With this opening, she had the leagueman’s interest. Sire Dagon nodded that she should continue, that his attention was hers, for one last time, at least.
CHAPTER
There was nothing of the familiar, natural order of the world to be heard in the dawning day. None of his usual awareness that creatures of the night were bedding down as the day laborers took their place. No morning birdsongs. No cockerels with their heads lifted to announce their ownership of the brightening world. No barking of village dogs. He heard no children with their instant enthusiasm, their shouts and laughter. Nowhere did he hear the lilting of women’s voices as they greeted each other in ways and with words that were themselves ancient Talayan customs. Nor was the air brushed with the sound of threshing, that rhythm that over the years had become a gentle enticement to awake, as constant as the rising sun and just as welcome.
On the morning that his contest with Maeander Mein was to resume, Aliver lay awake on his pallet in his war tent, missing all these things. Such moments felt as far gone now as memories from his childhood. They were glimpses of an innocent world that he could scarcely believe in anymore. Back then, he had thought of himself as suffering through an exile, but now every day of his years in Talay seemed idyllic. Remembering that he had once lived like any other person in a normal world pained him physically, a bodily ache that had plagued him through the night, even during his short bouts of sleep. All the troubles and worries and fears that had seemed to matter back then were inconsequential compared to what he now faced.
He rolled himself upright and pressed the fatigue from his eyes with the knuckles of his fists. A few minutes later he pushed through his tent flap. Around him spread the throng of humanity that had rallied to his cause. Hundreds of tents and shelters, thousands of men, women, and children rising for another day of his war. The Halaly guards, who by their own initiative shadowed his every motion, nodded greetings to him. He saw faces all around lift toward him, smiling and hopeful. They all believed that this war was as good as won. They trusted him completely now, felt he was like Edifus returned, like Tinhadin. Though he explained that it was not so, they seemed to think he was the power protecting them, not the unseen Santoth.
He kept his eyes moving, afraid lest his gaze rest too long on any one of his faithful followers. He could show them no uncertainty. You can feel it, Thaddeus had said shortly before he disappeared, but never show it. Aliver had not realized how he had come to lean on the old chancellor until he departed. In a way it felt like his father had spoken through his betrayer’s mouth, strange as that seemed. He had said that all people were fumblers at life, even kings. But an effective king moves as if he were a hero of old. Such heroes never doubted themselves. Not as far as the world could tell, at least. Aliver missed the man greatly. Thaddeus had not said a word of parting, but the prince knew what he searched for. He prayed him speed in finding it.

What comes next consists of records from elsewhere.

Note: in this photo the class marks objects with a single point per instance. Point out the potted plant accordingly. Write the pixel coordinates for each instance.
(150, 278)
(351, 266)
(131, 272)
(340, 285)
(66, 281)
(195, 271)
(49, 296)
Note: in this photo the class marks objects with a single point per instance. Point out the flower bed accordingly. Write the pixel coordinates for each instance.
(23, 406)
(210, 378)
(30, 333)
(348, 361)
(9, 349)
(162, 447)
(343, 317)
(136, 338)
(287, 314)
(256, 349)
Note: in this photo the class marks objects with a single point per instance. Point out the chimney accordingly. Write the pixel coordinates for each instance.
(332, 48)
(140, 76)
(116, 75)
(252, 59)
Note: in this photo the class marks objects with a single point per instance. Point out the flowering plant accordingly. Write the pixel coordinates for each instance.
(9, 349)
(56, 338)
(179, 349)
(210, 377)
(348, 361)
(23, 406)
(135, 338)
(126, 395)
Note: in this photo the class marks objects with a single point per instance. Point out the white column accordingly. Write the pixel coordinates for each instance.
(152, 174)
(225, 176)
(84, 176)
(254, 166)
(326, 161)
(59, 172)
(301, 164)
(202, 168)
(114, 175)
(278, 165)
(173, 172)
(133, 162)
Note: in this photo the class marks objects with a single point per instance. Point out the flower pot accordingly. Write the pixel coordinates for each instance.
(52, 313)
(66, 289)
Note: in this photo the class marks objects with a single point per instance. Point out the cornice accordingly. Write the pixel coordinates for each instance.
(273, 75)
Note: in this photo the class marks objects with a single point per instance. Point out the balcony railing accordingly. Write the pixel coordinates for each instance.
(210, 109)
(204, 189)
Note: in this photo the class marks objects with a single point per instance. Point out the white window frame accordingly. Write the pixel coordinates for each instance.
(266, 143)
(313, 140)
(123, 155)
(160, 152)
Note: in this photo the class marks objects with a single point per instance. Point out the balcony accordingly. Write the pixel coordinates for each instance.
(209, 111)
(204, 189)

He found Mena and Dariel conversing over breakfast. They sat side by side, touching at the knee, both of them cupping their wooden bowls in one hand and spooning porridge with the other. Mena so petite, yet honed to a keen-edged strength her scant clothing did not hide, dangerous even though she presented to the world a kind, wise face, sword at her side within easy grasping range; Dariel with his ready smile and energy, a devious twinkle always close behind his eyes, his shirt open right down to his flat abdomen. They leaned in close together and spoke as they ate. They looked like…well, like two unlikely siblings at ease with each other. The years they had spent apart seemed to have faded into insignificance.